Do fumódromo ao JB - Novas lembranças

     Essas lembranças da campanha que eu e o excelente Jamari França lideramos no Jornal do Brasil, contra o fumo na redação, e que desembocou na construção de um fumódromo e no folclore criado em torno (texto publicado ontem, no Blog: 'Do fim dos fumódromos ao JB'), geraram novas histórias, provocadas pela saudável irreverência de um jovem amigo que conviveu comigo no Caderno Carro e Moto (na verdade, começou lá, como estagiário de destaque naqueles anos 1993), o ótimo jornalista João Marcello Hertal, atualmente editor da Veja On Line.
     João Marcelo sempre foi brincalhão, gozador, apesar da timidez anunciada pelo constante rubor no rosto. Suas imitações dos cuidados de Alexandre Carauta - que completava nossa equipe no 'Carro' - com a bela cabeleira eram muito engraçadas e disputadas.
     Pois fiquei sabendo que não escapo, ainda hoje, da irreverência desse torcedor tricolor que, além de ser meu amigo, transformou-se, também, em amigo de minha filha Flávia e do meu genro, Fábio, ambos também jornalistas, pelas afinidades profissional e etária.

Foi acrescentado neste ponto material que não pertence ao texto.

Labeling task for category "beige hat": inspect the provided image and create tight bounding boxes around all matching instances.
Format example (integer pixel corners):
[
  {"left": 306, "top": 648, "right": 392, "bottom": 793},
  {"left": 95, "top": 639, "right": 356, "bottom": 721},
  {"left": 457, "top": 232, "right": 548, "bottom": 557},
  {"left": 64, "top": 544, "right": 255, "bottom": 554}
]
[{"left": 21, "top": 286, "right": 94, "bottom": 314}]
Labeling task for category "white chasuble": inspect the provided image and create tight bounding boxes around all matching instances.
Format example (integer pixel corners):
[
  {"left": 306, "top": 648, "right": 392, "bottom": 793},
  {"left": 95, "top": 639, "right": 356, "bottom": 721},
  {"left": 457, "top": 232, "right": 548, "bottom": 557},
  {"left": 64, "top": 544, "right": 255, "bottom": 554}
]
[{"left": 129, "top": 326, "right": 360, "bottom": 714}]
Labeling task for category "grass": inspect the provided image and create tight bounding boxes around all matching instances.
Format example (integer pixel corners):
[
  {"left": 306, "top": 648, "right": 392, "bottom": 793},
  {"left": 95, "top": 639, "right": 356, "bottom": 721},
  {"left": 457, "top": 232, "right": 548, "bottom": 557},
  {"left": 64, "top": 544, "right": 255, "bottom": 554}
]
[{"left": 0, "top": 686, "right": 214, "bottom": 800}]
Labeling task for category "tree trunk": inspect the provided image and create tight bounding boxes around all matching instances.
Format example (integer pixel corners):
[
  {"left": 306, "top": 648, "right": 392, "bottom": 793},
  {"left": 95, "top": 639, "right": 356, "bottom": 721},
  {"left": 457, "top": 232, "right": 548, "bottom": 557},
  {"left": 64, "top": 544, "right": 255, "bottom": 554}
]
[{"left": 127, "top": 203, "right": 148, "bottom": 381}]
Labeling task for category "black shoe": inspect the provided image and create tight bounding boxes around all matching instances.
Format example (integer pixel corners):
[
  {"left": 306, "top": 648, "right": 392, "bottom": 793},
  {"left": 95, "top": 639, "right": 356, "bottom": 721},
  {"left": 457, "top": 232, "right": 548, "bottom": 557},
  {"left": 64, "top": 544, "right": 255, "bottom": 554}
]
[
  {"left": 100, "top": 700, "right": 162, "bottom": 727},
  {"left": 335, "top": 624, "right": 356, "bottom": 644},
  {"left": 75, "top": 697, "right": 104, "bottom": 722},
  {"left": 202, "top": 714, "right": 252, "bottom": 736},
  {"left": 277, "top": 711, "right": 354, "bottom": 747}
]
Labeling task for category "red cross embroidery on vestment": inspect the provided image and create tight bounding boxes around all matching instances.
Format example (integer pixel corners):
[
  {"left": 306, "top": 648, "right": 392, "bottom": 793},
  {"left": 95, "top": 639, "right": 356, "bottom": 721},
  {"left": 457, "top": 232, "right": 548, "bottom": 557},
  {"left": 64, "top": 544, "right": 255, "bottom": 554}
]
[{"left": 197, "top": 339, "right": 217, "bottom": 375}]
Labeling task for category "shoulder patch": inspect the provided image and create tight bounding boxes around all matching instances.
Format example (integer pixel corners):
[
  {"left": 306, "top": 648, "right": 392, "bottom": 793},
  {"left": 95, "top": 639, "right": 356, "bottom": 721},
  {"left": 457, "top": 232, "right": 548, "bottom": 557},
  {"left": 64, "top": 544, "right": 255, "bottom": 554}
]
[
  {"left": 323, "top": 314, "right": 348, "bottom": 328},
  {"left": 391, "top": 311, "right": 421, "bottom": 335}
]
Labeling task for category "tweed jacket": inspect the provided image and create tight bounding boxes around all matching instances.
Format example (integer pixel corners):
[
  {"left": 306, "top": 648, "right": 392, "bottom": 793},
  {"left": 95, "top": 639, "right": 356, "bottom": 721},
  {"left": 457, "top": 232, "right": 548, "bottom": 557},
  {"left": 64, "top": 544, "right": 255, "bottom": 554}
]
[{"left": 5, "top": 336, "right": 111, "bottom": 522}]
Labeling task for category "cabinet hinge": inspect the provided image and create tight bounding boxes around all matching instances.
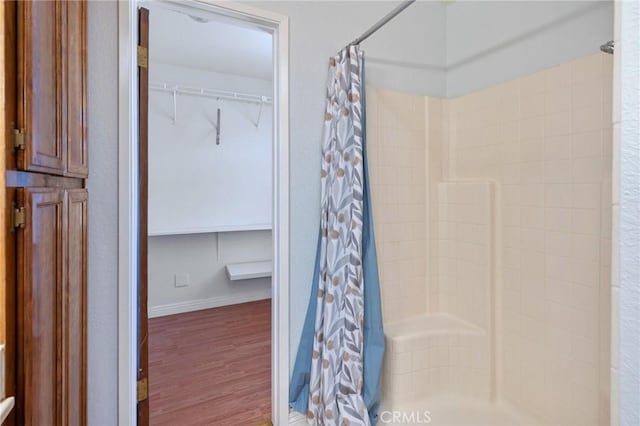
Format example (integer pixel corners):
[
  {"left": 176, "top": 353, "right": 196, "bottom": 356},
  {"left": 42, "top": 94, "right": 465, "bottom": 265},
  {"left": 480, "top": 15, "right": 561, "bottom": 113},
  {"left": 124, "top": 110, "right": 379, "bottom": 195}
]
[
  {"left": 13, "top": 129, "right": 24, "bottom": 149},
  {"left": 136, "top": 377, "right": 149, "bottom": 402},
  {"left": 138, "top": 46, "right": 149, "bottom": 68},
  {"left": 11, "top": 206, "right": 27, "bottom": 229}
]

     Em jantares que reúnem um grupo de jovens ex-funcionários do JB da minha época (hoje, maduros quarentões, ou quase), João Marcello, aproveitando a presença de Flávia, desfila algumas imitações, destaque para uma em que eu sou o personagem. Conta casos, aumenta alguns, floreia outros, tudo no meu ritmo apressado de falar, tom de voz, meneios. É um show. O tema: minha 'briga' com os fumantes.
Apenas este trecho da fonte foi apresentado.